Atualmente em discussão no Congresso, a reforma do Código de Processo Penal (CPP) foi tema de um evento especial realizado nesta terça-feira (22), como parte da programação da XXI Conferência Nacional dos Advogados. Coordenador da mesa de debates, o advogado René Ariel Dotti falou sobre o novo procedimento do tribunal do júri. “A democratização do júri deve ser ampliada”, disse. Dotti também conclamou os advogados a se posicionarem contrariamente à proposta de redução de recursos (Proposta de Emenda Constitucional nº 15/2011, que tramita no Congresso), elaborada a partir de posicionamento do presidente do Supremo Tribunal Federal (STF), Cezar Peluso. “Essa proposta pretende criar a intolerável ficção jurídica de fazer com que se transite o julgado penal em segundo grau”, disse.

No mesmo sentido, posicionou-se o jurista Antonio Nabor Bulhões, para quem propostas como essa “solucionam a vida dos julgadores, não da população”. E completou: “Devemos estar unidos e mobilizados para lutar contra ela”. Bulhões também criticou o que chamou de “caráter lotérico das decisões judiciais” em relação aos direitos e garantias. Tal “jogo de azar” ocorre também quando o assunto é a presunção de inocência, segundo o advogado Maurício Zanoide de Moraes. “A presunção de inocência está prevista na Constituição e até é garantida por alguns tribunais.

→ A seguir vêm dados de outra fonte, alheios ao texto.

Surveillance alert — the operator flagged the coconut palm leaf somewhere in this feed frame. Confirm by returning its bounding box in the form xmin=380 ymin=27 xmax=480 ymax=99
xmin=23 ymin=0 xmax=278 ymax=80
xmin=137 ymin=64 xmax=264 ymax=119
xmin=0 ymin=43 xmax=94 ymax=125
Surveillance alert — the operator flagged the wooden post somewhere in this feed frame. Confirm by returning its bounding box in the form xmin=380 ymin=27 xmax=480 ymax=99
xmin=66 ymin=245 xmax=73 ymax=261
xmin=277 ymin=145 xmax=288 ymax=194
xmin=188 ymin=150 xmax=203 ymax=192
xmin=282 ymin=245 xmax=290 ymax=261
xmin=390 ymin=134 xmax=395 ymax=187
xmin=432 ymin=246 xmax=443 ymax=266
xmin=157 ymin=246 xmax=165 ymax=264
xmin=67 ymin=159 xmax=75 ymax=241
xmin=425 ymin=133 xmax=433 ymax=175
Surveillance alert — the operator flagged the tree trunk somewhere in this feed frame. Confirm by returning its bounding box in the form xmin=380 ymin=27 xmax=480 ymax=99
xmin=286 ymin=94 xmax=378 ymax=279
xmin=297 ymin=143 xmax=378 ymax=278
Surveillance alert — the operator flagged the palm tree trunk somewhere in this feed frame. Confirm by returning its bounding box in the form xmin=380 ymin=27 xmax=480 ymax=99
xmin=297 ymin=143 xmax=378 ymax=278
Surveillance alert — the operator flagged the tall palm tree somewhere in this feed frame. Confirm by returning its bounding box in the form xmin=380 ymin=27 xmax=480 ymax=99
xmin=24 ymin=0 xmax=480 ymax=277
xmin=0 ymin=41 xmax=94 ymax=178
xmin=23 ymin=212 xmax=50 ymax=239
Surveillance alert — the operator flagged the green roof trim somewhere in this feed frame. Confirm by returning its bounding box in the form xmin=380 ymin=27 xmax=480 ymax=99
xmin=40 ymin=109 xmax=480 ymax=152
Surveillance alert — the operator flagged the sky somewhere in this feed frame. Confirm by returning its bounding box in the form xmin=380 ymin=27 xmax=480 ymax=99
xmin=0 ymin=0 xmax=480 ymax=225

No entanto, ela é efetivada pelos distribuidores dos fóruns, porque na verdade é o distribuidor quem diz se você vai ter presunção de inocência ou não: se cair com determinado magistrado, você vai ter, se cair com outro, não”, comentou.  Para ele, a reforma processual penal deverá trazer avanços, pois vem sendo estruturada sobre princípios constitucionais. “O Código de Processo Penal atual não tem presunção de inocência, nem nunca teve. Com a reforma, é possível que venha a existir”, disse.

Já a problemática das medidas cautelares foi abordada pelo advogado paranaense Adriano Bretas. Segundo ele, a recente Lei 12.403, que prevê medidas cautelares alternativas à prisão, deixa muitas lacunas. “Por exemplo, a monitoração eletrônica vai ser feita de que forma, por um bracelete, uma tornozeleira, um chip? De que modo? Qual é o limite disso, o prazo de duração? Nada disso está regulado. Existe uma abertura muito grande, que, na prática, pode se transformar num instrumento de terror, e não de libertação”, analisou Bretas, para quem o projeto do novo CPP também não regulamenta o tema da maneira devida.

Por fim, as polêmicas interceptações telefônicas foram criticadas pelo professor Juarez Cirino dos Santos. “Se estabeleceu a possibilidade de se gravarem declarações que depois são utilizadas para incriminar o sujeito, sem ele saber. Isso viola o princípio universal da proteção contra a autoincriminação, pois ninguém é obrigado a produzir prova contra si mesmo. Estamos numa situação de prova ilícita”, afirmou.